Ukrainian troops have reclaimed dozens of landmine-littered settlements abandoned by Russian forces in southern Ukraine and were advancing on Kherson on Friday, officials said, two days after Moscow said it was pulling out of the strategic city.

Ukrainian forces had liberated 41 settlements as they advanced through the south, President Volodymyr Zelenskiy said in on overnight video address, indicating one of the swiftest and most dramatic shifts of control of the nine-month war.

Ukraine's general staff said it was keeping its latest movements under wraps but listed 12 settlements it said had been freed as of Wednesday: one of them, Blagodatne, lies around 30 km from the centre of Kherson, a port at the mouth of the Dnipro river.

"Offensive actions in the specified direction continue," it said in a Friday update. "Due to the safety of the operation, the official announcement of the results will be made later."

Wrecked buildings and a destroyed truck sitting on a highway leading to Kherson marked the former front line in Posad Pokrovskiy, 12 km back up the highway. A Ukrainian flag fluttered above a bus stop pitted by bullet holes.

Homes and buildings on both sides of the road were gutted by shellfire and shattered branches hung from the trunks of trees lining the highway. Ukrainian soldiers manned checkpoints waving at passing Ukrainian military vehicles.

An overnight Russian missile attack on a residential area of Mikolaiv, 100 km to the northwest, killed six people, Ukrainian officials said on Friday, as Moscow kept up its campaign of long-range attacks on Ukraine's towns and cities.

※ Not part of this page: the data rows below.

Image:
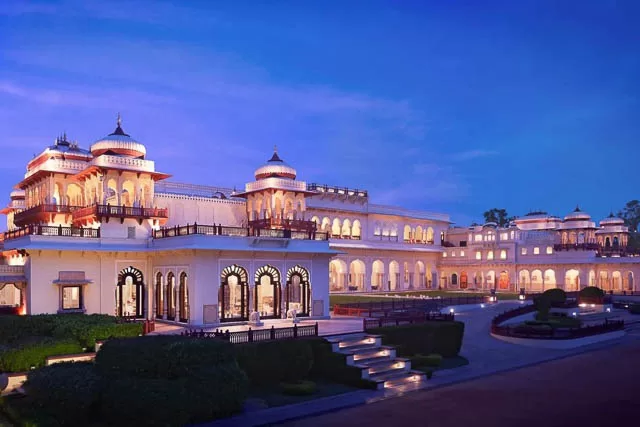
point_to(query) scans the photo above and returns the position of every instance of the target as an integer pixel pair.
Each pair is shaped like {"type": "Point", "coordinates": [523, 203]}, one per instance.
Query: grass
{"type": "Point", "coordinates": [375, 297]}
{"type": "Point", "coordinates": [447, 363]}
{"type": "Point", "coordinates": [272, 397]}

It would take at least a week for Russia to pull out of Kherson, Ukraine's Defence Minister Oleksii Reznikov told Reuters in an interview on Thursday. He estimated Russia still had 40,000 troops in the region, and said intelligence showed its forces remained in and around the city.

If the Russian troops are indeed leaving, Moscow must now figure out how to ferry them to safety across a wide river under fire from the advancing Ukrainians.

The already damaged Antonivskiy bridge, the only road crossing from Kherson to the Russian-controlled eastern bank of the Dnipro River, collapsed, Ukraine's public broadcaster quoted local residents as saying. That could make it harder for Russian troops to flee while also stopping Ukrainian troops from following them across.

Russia announced on Wednesday it would withdraw from the west bank of the Dnipro that includes Kherson, the only regional capital Moscow has captured since invading Ukraine in February.

It is the third major Russian retreat of the war, after Moscow's forces were driven in March from the outskirts of the capital Kyiv and ousted from the northeastern region of Kharkiv in September.

Kherson province is one of four that Russian President Vladimir Putin claimed to have annexed from Ukraine in late September. The loss of the regional capital would appear to end dreams expressed by some Russians of seizing Ukraine's entire Black Sea coast, although Kremlin spokesman Dmitry Peskov said the region's annexed status remained unchanged.

US President Joe Biden welcomed news of the Russian withdrawal on Wednesday, but on Thursday played down any suggestion of a near-term resolution to the war.

"I don't think the conflict will be resolved... until Putin gets out of Ukraine," Biden told reporters at the White House.

The city of Kherson was within range of Ukrainian artillery and the closest Ukrainian reconnaissance patrols were less than 18 km from the city, Ukrainian military analyst Yuri Butusov said on the Telegram messaging app.

"Ukrainian forces are trying to break into Kherson on the shoulders of the retreating enemy," he said. "In the area of the river crossings, where Russian troops are concentrated, firefights are breaking out."

Reuters was not able to verify the extent of the Ukrainian advance.